Ce n'est pas une question, plutôt une affirmation. Cet étranger me tutoie sans me demander mon avis et il s'exprime dans un américain impeccable. Les rouages de mon cerveau se sont mis en marche, je sais son nom, je le devine à ses paroles car ce n'est pas mon apparence qui lui dit qui je suis mais plutôt mon odeur. Je me fige complètement, les battements de mon cœur s'accélèrent encore une fois.
- Vous êtes Demetri, le traqueur. Êtes-vous là pour me tuer ?
- Notre rencontre n'est que le fruit du hasard, je cherchais une autre proie, un individu qui parcourt les rues de Volterra en créant de nouveaux vampires.

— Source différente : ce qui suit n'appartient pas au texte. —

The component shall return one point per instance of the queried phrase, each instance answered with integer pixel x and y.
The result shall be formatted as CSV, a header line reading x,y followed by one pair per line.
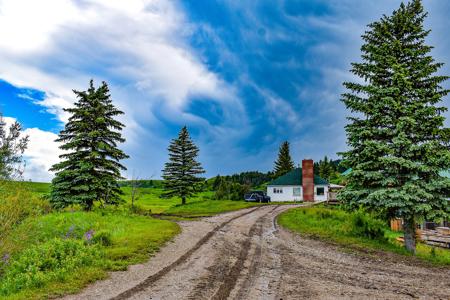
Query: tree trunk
x,y
409,227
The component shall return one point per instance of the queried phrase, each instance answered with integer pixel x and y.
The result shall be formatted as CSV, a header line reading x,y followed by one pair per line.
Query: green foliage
x,y
119,239
208,208
366,226
142,183
182,170
355,230
91,168
397,139
12,146
252,179
17,204
231,191
284,163
54,260
103,238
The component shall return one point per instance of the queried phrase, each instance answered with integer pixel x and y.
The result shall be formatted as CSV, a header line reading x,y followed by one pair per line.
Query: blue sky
x,y
242,75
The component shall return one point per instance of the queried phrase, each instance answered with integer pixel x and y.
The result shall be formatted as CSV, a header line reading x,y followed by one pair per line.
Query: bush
x,y
51,261
16,204
367,226
102,238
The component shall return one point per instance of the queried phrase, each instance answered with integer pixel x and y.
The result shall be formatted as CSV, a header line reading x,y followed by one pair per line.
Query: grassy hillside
x,y
46,253
355,231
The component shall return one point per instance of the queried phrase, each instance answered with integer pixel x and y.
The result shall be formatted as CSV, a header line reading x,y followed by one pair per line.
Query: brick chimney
x,y
308,180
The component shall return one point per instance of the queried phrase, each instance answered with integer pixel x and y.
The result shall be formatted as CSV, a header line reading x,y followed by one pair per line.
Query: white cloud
x,y
140,47
42,152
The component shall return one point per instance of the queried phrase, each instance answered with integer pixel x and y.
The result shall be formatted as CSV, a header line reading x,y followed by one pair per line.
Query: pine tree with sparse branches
x,y
181,172
397,139
12,147
91,166
284,163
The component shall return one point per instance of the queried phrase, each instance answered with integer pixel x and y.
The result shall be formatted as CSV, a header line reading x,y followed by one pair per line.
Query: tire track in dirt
x,y
157,276
232,277
256,263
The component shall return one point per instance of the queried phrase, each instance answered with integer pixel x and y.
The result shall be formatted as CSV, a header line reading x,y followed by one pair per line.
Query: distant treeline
x,y
251,178
151,183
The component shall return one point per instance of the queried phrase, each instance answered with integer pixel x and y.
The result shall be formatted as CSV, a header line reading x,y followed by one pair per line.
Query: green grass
x,y
132,239
50,254
149,199
354,231
38,188
208,208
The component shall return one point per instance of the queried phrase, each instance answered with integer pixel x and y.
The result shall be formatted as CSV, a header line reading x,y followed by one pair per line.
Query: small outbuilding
x,y
299,185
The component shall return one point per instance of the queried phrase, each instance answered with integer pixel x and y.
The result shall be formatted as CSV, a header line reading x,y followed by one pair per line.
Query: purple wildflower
x,y
70,232
5,259
89,234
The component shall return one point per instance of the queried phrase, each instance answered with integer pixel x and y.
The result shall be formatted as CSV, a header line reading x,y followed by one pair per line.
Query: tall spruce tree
x,y
180,173
397,139
284,163
12,147
91,166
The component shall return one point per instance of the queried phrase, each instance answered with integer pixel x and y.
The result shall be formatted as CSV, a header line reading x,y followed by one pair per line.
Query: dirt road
x,y
244,255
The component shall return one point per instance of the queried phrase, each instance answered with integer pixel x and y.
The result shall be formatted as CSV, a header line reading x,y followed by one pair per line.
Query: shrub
x,y
102,238
51,261
16,204
367,226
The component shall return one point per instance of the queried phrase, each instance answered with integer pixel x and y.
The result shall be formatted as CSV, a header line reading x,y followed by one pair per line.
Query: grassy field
x,y
45,253
58,253
208,208
355,231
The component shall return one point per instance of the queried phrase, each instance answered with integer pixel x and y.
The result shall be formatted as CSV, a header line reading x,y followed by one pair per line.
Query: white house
x,y
299,185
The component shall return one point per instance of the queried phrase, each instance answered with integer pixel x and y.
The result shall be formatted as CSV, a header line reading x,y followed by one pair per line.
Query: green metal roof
x,y
295,178
346,172
444,173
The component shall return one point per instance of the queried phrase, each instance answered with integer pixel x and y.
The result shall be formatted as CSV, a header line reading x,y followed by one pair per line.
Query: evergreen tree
x,y
12,146
397,139
284,163
180,173
216,183
91,167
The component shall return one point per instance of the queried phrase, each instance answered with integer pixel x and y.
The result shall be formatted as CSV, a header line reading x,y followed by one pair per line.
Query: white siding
x,y
322,197
287,193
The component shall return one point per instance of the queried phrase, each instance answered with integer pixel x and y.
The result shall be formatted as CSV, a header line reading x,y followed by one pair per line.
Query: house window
x,y
277,190
320,191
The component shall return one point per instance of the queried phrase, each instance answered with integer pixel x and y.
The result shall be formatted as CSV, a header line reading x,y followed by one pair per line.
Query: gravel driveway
x,y
244,255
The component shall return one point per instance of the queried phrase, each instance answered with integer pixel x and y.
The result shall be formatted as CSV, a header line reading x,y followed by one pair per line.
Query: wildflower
x,y
5,259
89,234
70,232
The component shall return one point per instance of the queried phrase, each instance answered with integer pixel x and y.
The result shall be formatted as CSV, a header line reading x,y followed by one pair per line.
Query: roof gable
x,y
295,178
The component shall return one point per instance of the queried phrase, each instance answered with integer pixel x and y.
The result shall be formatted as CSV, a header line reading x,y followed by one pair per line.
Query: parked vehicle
x,y
256,196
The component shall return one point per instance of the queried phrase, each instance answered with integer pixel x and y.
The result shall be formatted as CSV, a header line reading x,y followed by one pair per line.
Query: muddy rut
x,y
245,255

Le dégoût transparaît dans chacun de ses mots. Lui, comme tous les autres, tient à respecter la loi imposée par ses maîtres. La création de nouveau-nés, ici-même, sous le nez d'Aro, Caïus et Marcus, est une injure faite aux trois chefs des Volturi. Demetri ne s'éloigne pas pour autant, continuant de m'observer. Son regard est moins assoiffé, il est plus doux et presque compréhensif. Ses yeux se posent brièvement sur le carton d'invitation et un léger sourire étira ses lèvres.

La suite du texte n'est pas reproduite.